Designing predicted primers using conserved fragments of 16S rDNA sequences
We identified continuous conservative sites (>14 nt) in the Archaea and Eubacteria separately. They were positioned on the E. coli 16S rRNA gene by using a pairwise alignment and converted to conservative fragments. There were 8 archaea-specific and 11 eubacteria-specific conservative fragments of various lengths. Most of the conservative archaeal and eubacterial fragments were numbered according to approximate positions on the E. coli 16S rRNA gene, and only four fragments lacked any counterparts: eubacterial fragments 104–120, 683–707, and 1177–1197, and archaeal fragment 1225–1242 (). Among the overlapping fragments, we found obvious sequence variations such as between archaeal 344–367 and eubacterial 314–368. The differences in these fragments possibly reflect the major characteristics of the functional parts of the 16S rRNA transcripts, which probably developed after the divergence of the Archaea and Eubacteria.
The conservative fragments in archaeal and eubacterial 16S rDNAs.
Next, we selected candidate primers (15 nt) from the fragments by checking their coverage rates. A high coverage rate indicates a high percentage of bacteria in our dataset with a target site for the candidate primer. Every candidate primer was examined with a sliding window, which was moved across the fragments (). Although all the sites were highly conservative, the coverage rates of the candidate primers on the same fragment varied markedly and might be distributed across a larger range than that shown in . The candidate primers containing degenerate sites clearly corresponded to low coverage rates (), suggesting that introduction of the degeneracies could not ensure complete matches between the primers and their targets, and that the degeneracies by themselves pointed to the positions of weak sites in the candidate primers as well as in the conservative fragments.

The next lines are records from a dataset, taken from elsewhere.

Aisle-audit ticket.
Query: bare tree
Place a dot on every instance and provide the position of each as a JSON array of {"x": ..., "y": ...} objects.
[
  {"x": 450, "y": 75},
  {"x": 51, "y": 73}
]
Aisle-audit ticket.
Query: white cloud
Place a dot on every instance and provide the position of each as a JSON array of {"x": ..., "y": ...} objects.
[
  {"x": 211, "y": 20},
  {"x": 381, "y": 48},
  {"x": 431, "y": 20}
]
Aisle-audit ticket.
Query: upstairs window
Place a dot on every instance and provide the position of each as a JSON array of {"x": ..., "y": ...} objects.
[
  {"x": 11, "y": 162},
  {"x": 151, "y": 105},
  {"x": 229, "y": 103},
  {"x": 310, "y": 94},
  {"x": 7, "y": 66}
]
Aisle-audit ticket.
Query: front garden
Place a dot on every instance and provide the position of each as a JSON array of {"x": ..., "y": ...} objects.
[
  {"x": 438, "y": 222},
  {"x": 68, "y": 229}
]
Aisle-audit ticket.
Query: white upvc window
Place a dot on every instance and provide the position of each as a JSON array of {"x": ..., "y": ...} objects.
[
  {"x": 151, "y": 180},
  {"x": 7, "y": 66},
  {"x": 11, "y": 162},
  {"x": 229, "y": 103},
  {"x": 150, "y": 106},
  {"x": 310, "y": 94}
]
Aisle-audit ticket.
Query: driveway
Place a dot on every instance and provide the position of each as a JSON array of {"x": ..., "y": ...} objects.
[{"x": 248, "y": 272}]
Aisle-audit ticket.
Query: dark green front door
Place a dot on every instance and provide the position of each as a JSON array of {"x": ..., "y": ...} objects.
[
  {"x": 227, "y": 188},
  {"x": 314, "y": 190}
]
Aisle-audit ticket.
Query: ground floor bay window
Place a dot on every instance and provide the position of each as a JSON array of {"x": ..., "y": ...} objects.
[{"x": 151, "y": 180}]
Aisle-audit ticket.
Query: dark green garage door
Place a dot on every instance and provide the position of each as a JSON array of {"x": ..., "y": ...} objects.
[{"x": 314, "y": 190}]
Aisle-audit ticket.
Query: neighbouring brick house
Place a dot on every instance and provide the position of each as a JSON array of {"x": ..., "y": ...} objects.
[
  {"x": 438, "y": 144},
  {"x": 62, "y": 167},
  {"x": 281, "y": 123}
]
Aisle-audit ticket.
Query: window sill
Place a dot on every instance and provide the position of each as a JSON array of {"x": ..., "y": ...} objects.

Coverage rates of candidate primers within a conservative fragment.
After we filtered out the candidate primers with a coverage rates below 90%, the remaining overlapping primers were merged again and new coverage rates were measured for them (). Thirty candidate primers (13 for the Archaea and 17 for the Eubacteria) were identified and are of potential use in designing forward and reverse primers. Notably, eubacterial conservative fragment 104–120 did not contain candidate primers that met the selection criteria. Some primers for the Archaea and Eubacteria were not only numbered with the same E. coli rDNA positions but were also highly homologous in their pattern. Therefore, they were defined as predicted universal primers: U515–532, U785–800, U909–928, and U1052–1071 ().
The coverage rate of predicted primers.
Coverage rates of predicted and known primers
To evaluate the accuracy of our prediction, the predicted primers were compared with 29 known primers including 13 Archaea-specific, 9 Eubacteria-specific, and 7 universal primers (). After cleaning the overlapping primers, we found that our predicted primers contained a novel primer, A884–898, which has not been reported previously. Although nearly all the predicted and known primers were located in the same regions, some of the known primers were probably problematic because of the lack of sufficient degeneracies and the low degree of conservation at some sites in the primers. Therefore, the coverage rates of these primers were compared with those of the predicted primers.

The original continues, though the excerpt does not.